Summary: The Fire, Part 2
Dana finds herself in a bedroom. A red-haired boy stands
in front of burning drapes, holding a charred stick. Dana out puts
the fire. The boy turns out to beRufus; he remembers
almost drowning a few years earlier. He also remembers that before
he went under, he saw Dana sitting in her apartment and unpacking
books. Because she was wearing pants, Rufus thought Dana was a man.
Rufus says he thinks Dana went back to the room with the books.
He says his mother thought Dana was just a “strange nigger.” Dana
bristles at the epithet, a reaction Rufus doesn’t understand. Dana
asks him to call her a black woman instead.
Rufus says he set fire to the drapes because his father
beat him. He shows her awful welts on his back, and she notices
old scars underneath the fresh wounds. He tells her that they are
in Maryland, and that it is the year 1815.
He says his last name is Weylin and confirms that he has a young
black friend, a free woman, named Alice Greenwood. When Dana hears
these names, she realizes that Rufus is her ancestor. Rufus tells
Dana that she would be safe at Alice’s house. He helps her sneak
out of the house, and she helps him destroy the charred curtains.
Summary: The Fire, Part 3
Dana makes her way through the fields and woods. She has
to duck out of sight to avoid encountering a patrol of several young
white men on horses. She follows the men to a cabin in the woods.
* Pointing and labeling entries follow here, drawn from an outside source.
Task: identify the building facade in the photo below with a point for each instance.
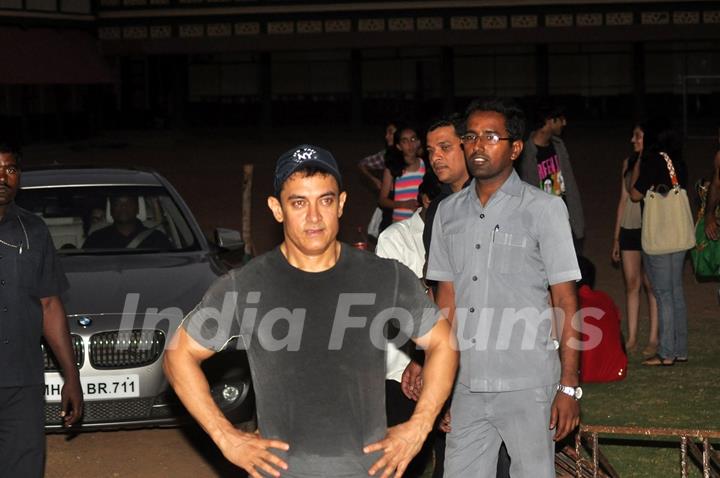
(269, 62)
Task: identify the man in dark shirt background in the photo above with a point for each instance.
(545, 163)
(126, 231)
(31, 281)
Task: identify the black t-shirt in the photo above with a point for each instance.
(549, 173)
(315, 345)
(445, 191)
(110, 238)
(654, 173)
(25, 278)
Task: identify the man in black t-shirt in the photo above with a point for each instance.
(31, 283)
(312, 324)
(126, 231)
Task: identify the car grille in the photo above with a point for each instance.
(105, 411)
(126, 348)
(51, 364)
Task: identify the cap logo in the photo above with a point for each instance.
(304, 154)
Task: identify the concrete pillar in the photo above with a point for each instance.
(356, 116)
(638, 61)
(265, 89)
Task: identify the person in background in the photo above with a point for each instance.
(402, 241)
(126, 230)
(602, 358)
(31, 282)
(665, 271)
(713, 199)
(319, 382)
(403, 174)
(627, 250)
(372, 166)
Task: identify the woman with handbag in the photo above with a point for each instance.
(404, 171)
(627, 250)
(659, 178)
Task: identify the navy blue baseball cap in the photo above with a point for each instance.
(302, 156)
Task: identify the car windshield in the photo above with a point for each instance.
(110, 219)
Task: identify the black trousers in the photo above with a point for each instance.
(399, 409)
(22, 431)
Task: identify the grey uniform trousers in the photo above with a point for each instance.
(481, 421)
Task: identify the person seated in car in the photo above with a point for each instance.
(126, 231)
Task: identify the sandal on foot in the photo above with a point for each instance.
(659, 361)
(650, 351)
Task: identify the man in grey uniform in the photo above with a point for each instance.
(308, 316)
(497, 247)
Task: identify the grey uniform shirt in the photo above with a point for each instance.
(501, 259)
(25, 278)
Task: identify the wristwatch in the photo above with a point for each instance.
(575, 392)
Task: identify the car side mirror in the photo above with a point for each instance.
(228, 238)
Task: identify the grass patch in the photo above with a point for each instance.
(682, 396)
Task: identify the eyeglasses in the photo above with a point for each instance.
(487, 138)
(409, 140)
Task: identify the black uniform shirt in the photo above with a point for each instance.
(25, 278)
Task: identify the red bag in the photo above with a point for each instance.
(602, 358)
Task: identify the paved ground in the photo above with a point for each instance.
(206, 169)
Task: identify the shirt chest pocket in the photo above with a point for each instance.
(509, 252)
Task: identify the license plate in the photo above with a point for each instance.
(97, 387)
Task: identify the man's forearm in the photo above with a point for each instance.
(57, 336)
(566, 301)
(188, 380)
(438, 376)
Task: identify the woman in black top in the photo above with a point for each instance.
(664, 270)
(627, 250)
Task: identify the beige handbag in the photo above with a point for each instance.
(667, 225)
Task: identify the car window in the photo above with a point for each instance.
(110, 219)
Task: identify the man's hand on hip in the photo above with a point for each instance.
(564, 415)
(250, 452)
(412, 383)
(399, 447)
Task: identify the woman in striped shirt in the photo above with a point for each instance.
(402, 176)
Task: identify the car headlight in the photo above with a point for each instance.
(230, 393)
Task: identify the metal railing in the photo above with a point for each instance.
(705, 458)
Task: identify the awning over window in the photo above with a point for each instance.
(43, 56)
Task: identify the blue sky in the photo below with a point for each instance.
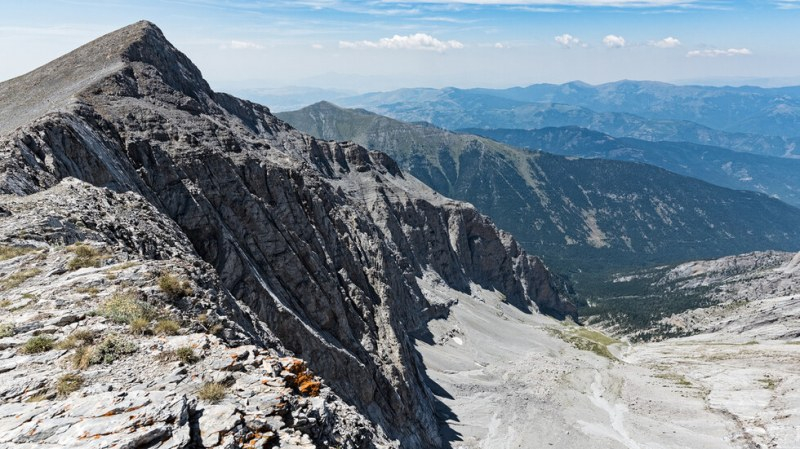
(384, 44)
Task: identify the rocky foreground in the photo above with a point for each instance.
(121, 153)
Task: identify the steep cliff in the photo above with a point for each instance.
(324, 242)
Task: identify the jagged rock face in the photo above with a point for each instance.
(323, 241)
(147, 395)
(580, 215)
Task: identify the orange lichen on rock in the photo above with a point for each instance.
(301, 378)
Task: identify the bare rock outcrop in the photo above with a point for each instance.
(324, 242)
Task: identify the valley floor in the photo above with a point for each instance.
(536, 389)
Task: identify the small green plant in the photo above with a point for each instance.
(110, 349)
(185, 354)
(212, 392)
(173, 287)
(124, 308)
(91, 291)
(77, 339)
(39, 397)
(37, 344)
(85, 257)
(6, 330)
(167, 327)
(139, 326)
(68, 383)
(82, 357)
(769, 383)
(15, 279)
(10, 252)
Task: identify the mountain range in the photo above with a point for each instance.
(453, 108)
(773, 176)
(579, 214)
(326, 244)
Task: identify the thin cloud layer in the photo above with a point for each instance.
(667, 42)
(613, 41)
(569, 41)
(418, 41)
(717, 53)
(241, 45)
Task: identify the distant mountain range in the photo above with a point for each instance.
(756, 110)
(774, 176)
(580, 214)
(531, 108)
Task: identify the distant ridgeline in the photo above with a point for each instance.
(582, 215)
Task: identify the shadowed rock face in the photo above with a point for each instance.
(323, 241)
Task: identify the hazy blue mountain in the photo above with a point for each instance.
(768, 111)
(289, 98)
(580, 214)
(482, 108)
(774, 176)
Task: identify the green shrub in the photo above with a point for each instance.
(110, 349)
(185, 354)
(15, 279)
(124, 308)
(82, 357)
(6, 330)
(78, 338)
(139, 326)
(173, 287)
(10, 252)
(212, 392)
(38, 344)
(167, 327)
(68, 383)
(85, 257)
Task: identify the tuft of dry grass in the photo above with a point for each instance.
(69, 383)
(125, 307)
(185, 354)
(167, 327)
(7, 330)
(110, 349)
(77, 339)
(10, 251)
(37, 344)
(86, 256)
(173, 287)
(16, 279)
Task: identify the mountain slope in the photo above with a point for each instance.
(770, 175)
(749, 109)
(480, 108)
(579, 214)
(324, 242)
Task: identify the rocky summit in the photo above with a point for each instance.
(180, 268)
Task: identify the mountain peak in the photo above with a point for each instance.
(53, 86)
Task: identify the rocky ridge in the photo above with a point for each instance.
(77, 372)
(317, 245)
(579, 215)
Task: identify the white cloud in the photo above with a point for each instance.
(715, 53)
(612, 41)
(242, 45)
(419, 41)
(667, 42)
(569, 41)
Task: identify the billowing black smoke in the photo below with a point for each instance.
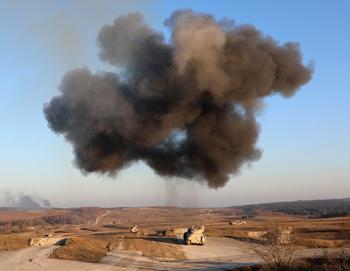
(187, 108)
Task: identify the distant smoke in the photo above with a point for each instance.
(26, 202)
(187, 108)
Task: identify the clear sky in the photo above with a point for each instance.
(305, 139)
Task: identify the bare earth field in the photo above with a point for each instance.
(99, 239)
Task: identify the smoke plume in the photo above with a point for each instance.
(186, 107)
(26, 202)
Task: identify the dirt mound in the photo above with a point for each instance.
(149, 248)
(81, 249)
(13, 241)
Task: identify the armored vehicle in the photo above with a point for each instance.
(195, 236)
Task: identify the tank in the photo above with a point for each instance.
(195, 236)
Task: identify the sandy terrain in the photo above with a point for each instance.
(217, 254)
(226, 247)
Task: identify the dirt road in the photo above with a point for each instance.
(218, 254)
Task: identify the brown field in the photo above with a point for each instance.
(92, 233)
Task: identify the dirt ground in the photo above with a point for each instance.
(101, 240)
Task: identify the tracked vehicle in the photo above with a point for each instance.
(195, 236)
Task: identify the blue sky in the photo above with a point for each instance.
(305, 139)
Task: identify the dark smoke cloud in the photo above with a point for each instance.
(26, 202)
(187, 108)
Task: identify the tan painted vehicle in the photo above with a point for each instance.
(195, 236)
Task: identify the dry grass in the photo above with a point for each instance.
(13, 241)
(149, 248)
(81, 249)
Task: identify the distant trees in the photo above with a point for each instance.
(312, 208)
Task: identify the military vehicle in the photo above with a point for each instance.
(195, 236)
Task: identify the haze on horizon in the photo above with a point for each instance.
(304, 140)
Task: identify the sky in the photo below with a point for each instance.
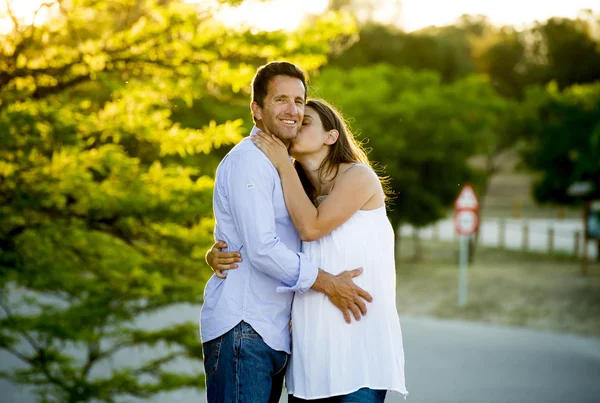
(415, 14)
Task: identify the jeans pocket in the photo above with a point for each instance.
(284, 361)
(211, 350)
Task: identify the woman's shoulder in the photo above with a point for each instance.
(356, 171)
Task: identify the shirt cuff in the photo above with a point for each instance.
(306, 278)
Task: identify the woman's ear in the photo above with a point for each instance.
(332, 137)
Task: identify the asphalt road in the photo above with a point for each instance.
(459, 362)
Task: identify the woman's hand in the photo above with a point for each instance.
(221, 261)
(273, 148)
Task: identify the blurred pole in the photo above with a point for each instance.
(502, 233)
(577, 242)
(586, 213)
(462, 274)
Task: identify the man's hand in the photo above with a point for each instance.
(221, 261)
(343, 293)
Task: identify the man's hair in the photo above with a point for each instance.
(266, 73)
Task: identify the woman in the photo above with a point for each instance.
(337, 204)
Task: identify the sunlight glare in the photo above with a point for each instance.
(270, 15)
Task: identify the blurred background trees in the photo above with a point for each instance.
(114, 114)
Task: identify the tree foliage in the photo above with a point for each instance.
(105, 201)
(421, 130)
(562, 129)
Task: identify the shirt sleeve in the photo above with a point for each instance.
(250, 186)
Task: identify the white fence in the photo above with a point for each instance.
(536, 235)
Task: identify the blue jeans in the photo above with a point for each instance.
(240, 367)
(364, 395)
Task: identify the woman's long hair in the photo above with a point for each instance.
(345, 150)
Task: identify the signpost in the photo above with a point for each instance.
(466, 222)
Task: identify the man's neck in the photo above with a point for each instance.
(264, 129)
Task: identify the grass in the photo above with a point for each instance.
(505, 287)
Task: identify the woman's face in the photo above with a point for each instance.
(311, 137)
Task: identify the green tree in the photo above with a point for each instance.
(105, 198)
(421, 130)
(563, 140)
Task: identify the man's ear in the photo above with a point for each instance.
(332, 137)
(256, 110)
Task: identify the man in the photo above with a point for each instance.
(245, 317)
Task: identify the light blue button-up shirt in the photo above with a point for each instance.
(250, 215)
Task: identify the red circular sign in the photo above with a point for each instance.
(466, 222)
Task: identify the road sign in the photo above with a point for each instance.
(466, 200)
(466, 222)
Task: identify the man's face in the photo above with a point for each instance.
(283, 109)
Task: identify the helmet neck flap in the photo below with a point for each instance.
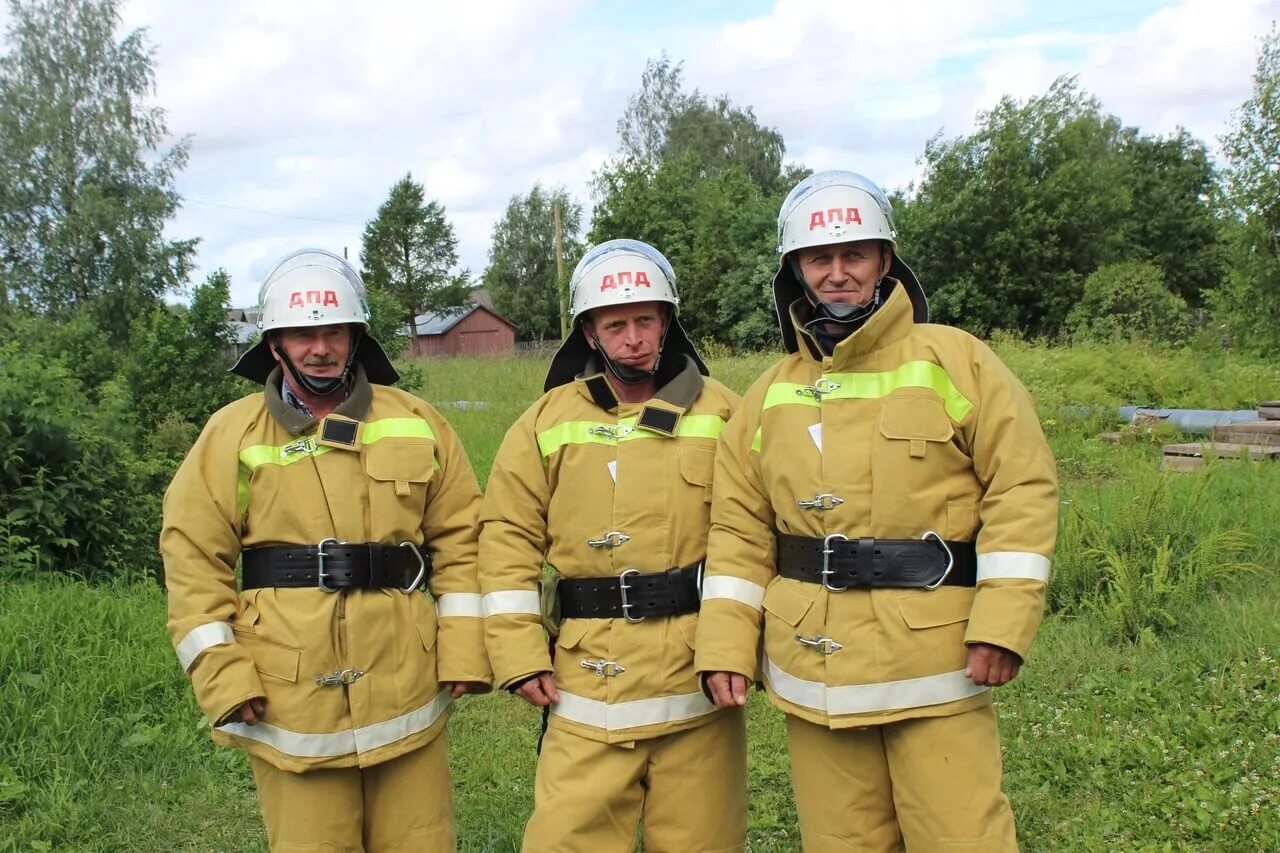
(320, 386)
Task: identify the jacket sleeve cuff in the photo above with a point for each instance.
(223, 680)
(1006, 614)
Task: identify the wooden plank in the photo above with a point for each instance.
(1223, 450)
(1249, 434)
(1182, 464)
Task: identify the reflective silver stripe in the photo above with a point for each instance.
(200, 638)
(735, 588)
(869, 698)
(1013, 564)
(458, 605)
(629, 715)
(511, 601)
(343, 743)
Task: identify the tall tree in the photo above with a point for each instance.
(521, 273)
(1010, 220)
(652, 110)
(702, 181)
(178, 365)
(85, 187)
(1248, 302)
(410, 251)
(1173, 219)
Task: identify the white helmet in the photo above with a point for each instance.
(835, 208)
(618, 272)
(831, 208)
(314, 287)
(311, 287)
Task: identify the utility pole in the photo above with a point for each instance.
(560, 270)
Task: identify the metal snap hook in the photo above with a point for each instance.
(611, 539)
(819, 643)
(821, 502)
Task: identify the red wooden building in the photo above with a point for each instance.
(470, 329)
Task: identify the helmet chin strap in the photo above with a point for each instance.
(320, 386)
(849, 316)
(625, 374)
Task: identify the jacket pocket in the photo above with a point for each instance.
(942, 606)
(696, 466)
(270, 658)
(917, 419)
(400, 471)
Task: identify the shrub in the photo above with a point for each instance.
(76, 498)
(1129, 301)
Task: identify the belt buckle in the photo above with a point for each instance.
(622, 591)
(421, 569)
(827, 571)
(320, 573)
(946, 550)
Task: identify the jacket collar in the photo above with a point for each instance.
(890, 323)
(663, 411)
(356, 406)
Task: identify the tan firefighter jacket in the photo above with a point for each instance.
(908, 429)
(257, 477)
(593, 488)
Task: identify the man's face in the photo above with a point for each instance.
(316, 350)
(844, 272)
(630, 334)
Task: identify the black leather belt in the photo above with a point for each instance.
(631, 594)
(334, 565)
(841, 562)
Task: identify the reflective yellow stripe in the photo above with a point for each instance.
(789, 393)
(259, 455)
(373, 432)
(376, 430)
(873, 386)
(589, 432)
(305, 447)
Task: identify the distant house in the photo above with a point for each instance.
(469, 329)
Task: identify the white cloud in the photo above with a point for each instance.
(312, 109)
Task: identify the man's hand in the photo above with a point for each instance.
(991, 665)
(539, 690)
(250, 712)
(457, 688)
(727, 689)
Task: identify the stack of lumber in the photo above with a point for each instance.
(1255, 441)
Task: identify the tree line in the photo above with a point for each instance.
(1051, 219)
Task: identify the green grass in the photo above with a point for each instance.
(1107, 746)
(1168, 743)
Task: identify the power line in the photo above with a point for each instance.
(272, 213)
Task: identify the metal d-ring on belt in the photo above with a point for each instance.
(842, 562)
(333, 565)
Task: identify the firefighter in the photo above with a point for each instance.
(344, 500)
(885, 514)
(607, 479)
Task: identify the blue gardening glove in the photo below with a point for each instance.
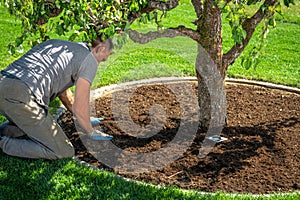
(98, 135)
(96, 121)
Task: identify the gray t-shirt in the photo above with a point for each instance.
(54, 66)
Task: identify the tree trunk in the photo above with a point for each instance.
(209, 69)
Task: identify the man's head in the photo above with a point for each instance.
(102, 49)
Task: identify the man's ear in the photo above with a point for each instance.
(100, 49)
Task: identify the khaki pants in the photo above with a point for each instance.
(47, 139)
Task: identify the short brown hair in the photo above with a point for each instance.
(107, 42)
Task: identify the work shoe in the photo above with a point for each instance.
(3, 126)
(98, 135)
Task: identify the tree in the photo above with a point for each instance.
(89, 19)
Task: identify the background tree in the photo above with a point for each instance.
(85, 20)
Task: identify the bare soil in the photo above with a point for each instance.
(261, 155)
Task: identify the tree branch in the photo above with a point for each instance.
(249, 25)
(198, 6)
(170, 33)
(153, 5)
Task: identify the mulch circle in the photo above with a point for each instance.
(260, 156)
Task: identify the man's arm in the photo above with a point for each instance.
(67, 99)
(81, 106)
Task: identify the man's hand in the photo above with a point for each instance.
(98, 135)
(96, 121)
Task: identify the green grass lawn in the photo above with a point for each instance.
(67, 179)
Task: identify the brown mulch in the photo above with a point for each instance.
(261, 155)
She watches as they drag a black man out of the cabin and tie him
to a tree. The men whip the black man and speak rudely to his wife,
who is standing in the yard with her young daughter. One of the
patrollers takes the black man away. Another punches the woman’s
face. After the white men leave, Dana calls out “Alice,” and the
young girl looks in her direction.
Summary: The Fire, Part 4
Dana helps bring Alice’s mother to consciousness and then
tells her that she is a free woman in need of help. Alice’s mother
tells Dana that the beaten man, her husband, is a slave of Tom Weylin,
Rufus’s father. Knowing that the idea of California would be confusing, since
in 1815 it was a Spanish colony, Dana lies
and says she is from New York, and that her husband is there. Dana
goes to retrieve the blanket from outside, but a patrolman has returned.
Mistaking Dana for the twin of Alice’s mother, he chases her into
the woods, beats her savagely, and rips her clothes off as a preface
to raping her. Dana hits him with a stick and loses consciousness.
Summary: The Fire, Part 5
Dana returns to her home, and Kevin is there. She refuses
to tell him what happened until after she has slept.